Getting immediate cash can make a huge difference, even if it’s just to help stabilize the situation while the government organizes a bigger response.
How does a country access these tools when a crisis strikes?
The important thing is that the new flexibilities or prearranged financing are prepared in advance, so that when something does happen it can be disbursed immediately without needing to start from scratch. The new rapid-response option is something we’re going to offer embedded into the basic legal documents of all our new financing, and we’ll also give countries the option to embed these flexibilities into their existing financing.
Similarly, catastrophe insurance is something that can now be offered as an option in financing the World Bank makes available to all its countries.
How can the toolkit help countries save resources and lead to longer-term benefits?
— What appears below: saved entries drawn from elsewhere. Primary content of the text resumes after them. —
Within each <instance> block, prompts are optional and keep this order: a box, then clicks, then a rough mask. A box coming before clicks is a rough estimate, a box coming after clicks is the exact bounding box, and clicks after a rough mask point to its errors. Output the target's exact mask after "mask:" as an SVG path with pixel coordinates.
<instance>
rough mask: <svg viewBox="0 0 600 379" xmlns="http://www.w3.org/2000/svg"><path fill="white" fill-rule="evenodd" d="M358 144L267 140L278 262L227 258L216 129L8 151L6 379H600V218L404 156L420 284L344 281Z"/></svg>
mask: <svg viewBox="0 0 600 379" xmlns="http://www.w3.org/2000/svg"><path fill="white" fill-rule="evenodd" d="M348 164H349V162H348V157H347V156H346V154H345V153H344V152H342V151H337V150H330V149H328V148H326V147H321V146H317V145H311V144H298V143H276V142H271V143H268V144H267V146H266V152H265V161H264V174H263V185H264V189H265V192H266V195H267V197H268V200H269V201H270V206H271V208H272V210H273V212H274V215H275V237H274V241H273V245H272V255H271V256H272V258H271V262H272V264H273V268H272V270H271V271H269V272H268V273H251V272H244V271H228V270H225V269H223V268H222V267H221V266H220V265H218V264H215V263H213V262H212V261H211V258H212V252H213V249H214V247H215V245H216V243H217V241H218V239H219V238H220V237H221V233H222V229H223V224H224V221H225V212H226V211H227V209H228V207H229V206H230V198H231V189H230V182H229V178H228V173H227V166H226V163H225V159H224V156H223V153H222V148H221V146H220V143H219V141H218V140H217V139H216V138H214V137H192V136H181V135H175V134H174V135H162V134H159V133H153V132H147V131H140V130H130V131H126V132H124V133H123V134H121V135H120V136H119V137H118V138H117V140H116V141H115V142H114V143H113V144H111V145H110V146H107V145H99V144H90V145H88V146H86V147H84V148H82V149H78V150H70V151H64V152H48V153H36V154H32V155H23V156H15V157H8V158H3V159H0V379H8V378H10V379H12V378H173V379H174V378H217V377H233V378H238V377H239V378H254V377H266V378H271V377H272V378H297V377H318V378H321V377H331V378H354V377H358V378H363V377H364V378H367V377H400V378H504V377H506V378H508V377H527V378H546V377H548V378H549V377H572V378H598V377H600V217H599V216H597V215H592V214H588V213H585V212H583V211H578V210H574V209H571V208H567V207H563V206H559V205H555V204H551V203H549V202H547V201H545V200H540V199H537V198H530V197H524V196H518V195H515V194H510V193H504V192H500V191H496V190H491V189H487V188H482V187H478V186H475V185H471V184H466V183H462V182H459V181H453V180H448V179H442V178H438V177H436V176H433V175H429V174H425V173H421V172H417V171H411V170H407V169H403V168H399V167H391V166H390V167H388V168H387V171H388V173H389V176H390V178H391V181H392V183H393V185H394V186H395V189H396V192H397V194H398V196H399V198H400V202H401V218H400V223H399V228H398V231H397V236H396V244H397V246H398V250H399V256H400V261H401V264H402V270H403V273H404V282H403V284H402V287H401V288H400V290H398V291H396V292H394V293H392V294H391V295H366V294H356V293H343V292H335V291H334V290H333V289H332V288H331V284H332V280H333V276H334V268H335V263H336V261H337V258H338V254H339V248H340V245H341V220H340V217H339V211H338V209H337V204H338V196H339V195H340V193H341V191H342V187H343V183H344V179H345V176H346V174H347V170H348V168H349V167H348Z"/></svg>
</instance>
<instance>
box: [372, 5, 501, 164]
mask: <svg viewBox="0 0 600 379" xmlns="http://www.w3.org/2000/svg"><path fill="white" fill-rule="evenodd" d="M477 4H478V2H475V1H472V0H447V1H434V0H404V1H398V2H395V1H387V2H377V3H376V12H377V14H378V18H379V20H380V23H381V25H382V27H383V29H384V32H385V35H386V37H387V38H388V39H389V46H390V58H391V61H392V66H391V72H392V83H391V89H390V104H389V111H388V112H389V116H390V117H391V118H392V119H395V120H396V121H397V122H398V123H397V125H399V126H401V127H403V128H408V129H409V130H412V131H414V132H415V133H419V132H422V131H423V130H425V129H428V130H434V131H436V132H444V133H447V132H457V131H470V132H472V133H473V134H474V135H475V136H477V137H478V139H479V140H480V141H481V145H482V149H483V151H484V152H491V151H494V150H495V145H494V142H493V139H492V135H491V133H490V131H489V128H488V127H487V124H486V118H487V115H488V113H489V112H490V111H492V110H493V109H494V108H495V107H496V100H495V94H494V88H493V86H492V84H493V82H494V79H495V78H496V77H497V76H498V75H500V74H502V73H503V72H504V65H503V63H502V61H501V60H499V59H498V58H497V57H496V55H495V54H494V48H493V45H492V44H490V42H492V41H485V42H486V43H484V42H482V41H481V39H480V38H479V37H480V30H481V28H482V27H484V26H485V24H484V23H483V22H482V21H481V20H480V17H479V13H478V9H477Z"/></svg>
As well as saving lives, rapid response can save development gains. This is because it means, for example, that we can avoid situations whereby having invested to educate children, they suddenly have to be out of school for several years. Furthermore, it means children are not denied nutrition during a period of crisis in a way that can result in stunting or setbacks in neurological development.
But the new toolkit is about preparedness too. It means we are stepping up our work with countries to invest so they’re ready for future crises. This can range from setting up national disaster risk management strategies, to updating emergency-response procedures, to making sure there’s evacuation signposting in zones prone to hurricanes or emergency supplies in hospitals. It can also mean ensuring there’s legislation in place allowing governments to respond rapidly to crises without having to go through complicated parliamentary approvals.
Meanwhile, the new approach to aligning with the Paris Agreement that we introduced last July means we now screen 100% of our operations not just to make sure they’re adopting the lowest-carbon way of achieving a development objective, but also for climate resilience. That’s critical to making sure we support development projects that can withstand shocks and stand the test of time.